Question

A ball is thrown vertically upwards with velocity 20 m/s. find the time taken for the ball to reach a height of 20m

Answer 1

⇝ Given :-

• A ball is thrown vertically upwards with velocity 20 m/s.

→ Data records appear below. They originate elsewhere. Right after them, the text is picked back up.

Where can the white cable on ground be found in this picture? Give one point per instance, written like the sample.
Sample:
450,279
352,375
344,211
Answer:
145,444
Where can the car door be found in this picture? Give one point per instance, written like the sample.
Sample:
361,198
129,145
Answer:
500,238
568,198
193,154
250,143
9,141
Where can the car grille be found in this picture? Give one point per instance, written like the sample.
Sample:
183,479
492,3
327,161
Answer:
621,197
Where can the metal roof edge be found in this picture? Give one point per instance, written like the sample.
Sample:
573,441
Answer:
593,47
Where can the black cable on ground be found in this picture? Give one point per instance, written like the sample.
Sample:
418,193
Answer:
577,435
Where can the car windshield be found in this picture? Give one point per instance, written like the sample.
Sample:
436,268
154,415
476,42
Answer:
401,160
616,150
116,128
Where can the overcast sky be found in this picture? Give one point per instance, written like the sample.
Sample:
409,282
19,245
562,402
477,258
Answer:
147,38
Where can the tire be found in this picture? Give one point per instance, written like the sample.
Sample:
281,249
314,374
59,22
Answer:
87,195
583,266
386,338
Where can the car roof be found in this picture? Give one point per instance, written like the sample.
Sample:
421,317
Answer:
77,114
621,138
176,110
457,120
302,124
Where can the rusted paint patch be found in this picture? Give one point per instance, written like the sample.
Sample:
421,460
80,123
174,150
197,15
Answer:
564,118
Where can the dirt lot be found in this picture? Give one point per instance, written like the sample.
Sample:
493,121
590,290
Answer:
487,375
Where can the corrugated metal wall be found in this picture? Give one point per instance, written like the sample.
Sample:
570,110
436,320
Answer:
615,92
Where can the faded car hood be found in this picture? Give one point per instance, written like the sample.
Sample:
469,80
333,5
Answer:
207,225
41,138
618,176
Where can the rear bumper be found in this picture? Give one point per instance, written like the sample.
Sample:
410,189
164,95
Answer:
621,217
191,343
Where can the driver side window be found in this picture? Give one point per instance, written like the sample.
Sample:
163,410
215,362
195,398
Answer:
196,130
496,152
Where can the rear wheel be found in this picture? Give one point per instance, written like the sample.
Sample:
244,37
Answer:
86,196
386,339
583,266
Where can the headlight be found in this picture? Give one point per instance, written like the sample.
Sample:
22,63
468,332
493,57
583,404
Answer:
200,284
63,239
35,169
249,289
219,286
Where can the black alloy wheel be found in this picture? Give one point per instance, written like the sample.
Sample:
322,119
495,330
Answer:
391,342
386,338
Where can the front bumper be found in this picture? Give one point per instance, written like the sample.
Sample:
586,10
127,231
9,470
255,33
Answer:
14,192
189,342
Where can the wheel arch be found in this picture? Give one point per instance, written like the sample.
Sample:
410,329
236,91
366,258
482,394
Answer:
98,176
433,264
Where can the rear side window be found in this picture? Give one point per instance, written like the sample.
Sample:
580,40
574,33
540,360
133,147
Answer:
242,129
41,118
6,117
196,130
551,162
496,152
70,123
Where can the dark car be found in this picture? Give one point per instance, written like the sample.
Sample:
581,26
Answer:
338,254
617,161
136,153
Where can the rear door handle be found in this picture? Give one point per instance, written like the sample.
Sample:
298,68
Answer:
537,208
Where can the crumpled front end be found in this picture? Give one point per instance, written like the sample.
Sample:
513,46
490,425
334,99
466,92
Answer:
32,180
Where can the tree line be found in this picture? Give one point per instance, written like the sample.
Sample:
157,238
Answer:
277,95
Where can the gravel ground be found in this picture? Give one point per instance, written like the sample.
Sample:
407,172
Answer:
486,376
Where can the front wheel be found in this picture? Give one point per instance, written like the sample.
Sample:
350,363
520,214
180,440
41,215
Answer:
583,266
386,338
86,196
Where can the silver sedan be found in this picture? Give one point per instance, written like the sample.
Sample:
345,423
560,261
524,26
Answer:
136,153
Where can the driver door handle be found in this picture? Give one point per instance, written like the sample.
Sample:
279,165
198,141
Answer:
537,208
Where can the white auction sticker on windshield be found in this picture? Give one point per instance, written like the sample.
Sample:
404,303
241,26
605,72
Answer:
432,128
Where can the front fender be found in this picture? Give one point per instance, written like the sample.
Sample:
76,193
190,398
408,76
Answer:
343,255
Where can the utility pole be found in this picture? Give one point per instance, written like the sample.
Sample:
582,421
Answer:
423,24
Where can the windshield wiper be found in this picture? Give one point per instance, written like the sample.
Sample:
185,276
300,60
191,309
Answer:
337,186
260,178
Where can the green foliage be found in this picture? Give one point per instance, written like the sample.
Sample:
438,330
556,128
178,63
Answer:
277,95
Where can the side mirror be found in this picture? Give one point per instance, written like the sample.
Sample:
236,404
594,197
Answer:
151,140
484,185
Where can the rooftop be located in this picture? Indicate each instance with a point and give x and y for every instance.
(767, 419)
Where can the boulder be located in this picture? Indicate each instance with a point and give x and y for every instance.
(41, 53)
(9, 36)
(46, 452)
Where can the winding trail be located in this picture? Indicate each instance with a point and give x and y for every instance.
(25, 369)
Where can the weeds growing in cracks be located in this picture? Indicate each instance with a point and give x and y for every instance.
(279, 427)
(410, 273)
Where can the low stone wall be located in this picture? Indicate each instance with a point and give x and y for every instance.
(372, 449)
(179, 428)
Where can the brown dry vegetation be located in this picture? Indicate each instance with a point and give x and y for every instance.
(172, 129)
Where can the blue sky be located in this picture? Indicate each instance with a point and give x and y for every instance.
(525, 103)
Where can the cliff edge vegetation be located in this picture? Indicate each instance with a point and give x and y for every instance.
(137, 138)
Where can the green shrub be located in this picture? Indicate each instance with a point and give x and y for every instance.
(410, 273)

• It reaches a height of 20 m.

⇝ To Find :-

• Time taken by the ball to reach a height of 20 m.

⇝ Solution :-

Here,

• Initial Velocity = u = 20 m/s

• Acceleration = a = - g = - 10 m/s²

• Height = s = 20 m

Let Time Taken by Ball = t second

❒ We Have 2nd Equation of Motion as :

$\large \bf \red\bigstar \: \: \orange{ \underbrace{ \underline{s = ut + \frac{1}{2}at {}^{2} }}}$

✧ Putting Given Values In above ;

$:\longmapsto \rm 20 = 20 \times t + \frac{1}{2} \times ( - 10) \times t {}^{2}$

$:\longmapsto \rm 20 = 20t - 5t {}^{2}$

$:\longmapsto \rm 5t {}^{2} - 20t + 20 = 0$

$\maltese \: \frak{Dividing \: \text Whole \: Equation \: b\text y \: 5}$

$:\longmapsto \bf t {}^{2} - 4t + 4 = 0$

$:\longmapsto \rm t(t - 2) - 2(t - 2) = 0$

$:\longmapsto \rm (t - 2)(t - 2) = 0$

$\purple{ \large :\longmapsto  \underline {\boxed{{\bf t = 2 \: s} }}}$

Therefore,

$\large\underline{\pink{\underline{\frak{\pmb{\text Time \: \text Taken = 2 \: second}}}}}$

⇝ Additional Information :-

✿ Three Equations of Motion :

$\blue{\large \qquad \boxed{\boxed{\begin{array}{cc} \maltese \: \: \bf v = u + at \\ \\ \maltese \: \: \bf s = ut + \dfrac{1}{2}a {t}^{2} \\ \\ \maltese \: \: \bf{v}^{2} - {u}^{2} = 2as\end{array}}}}$

Answer 2

Given :-

A ball is thrown vertically upwards with velocity 20 m/s

To Find :-

Time taken for the ball to reach a height of 20m

Solution :-

We know that

s = ut + 1/2 at²

20 = 20 × t + 1/2 × g × t²

20 = 20t + 1/2 × -10 × t²

20 = 20t + (-5)t²

20 - 20t + 5t² = 0

Rearrange

5t² - 20t + 20

5(t² - 4t + 4) = 0

t² - 4t + 4 = 0

t² - (2t + 2t) + 4 = 0

t² - 2t - 2t + 4 = 0

t(t - 2) - 2(t - 2) = 0

(t - 2)(t - 2) = 0

t - 2 = 0

t = 0 + 2

t = 2 sec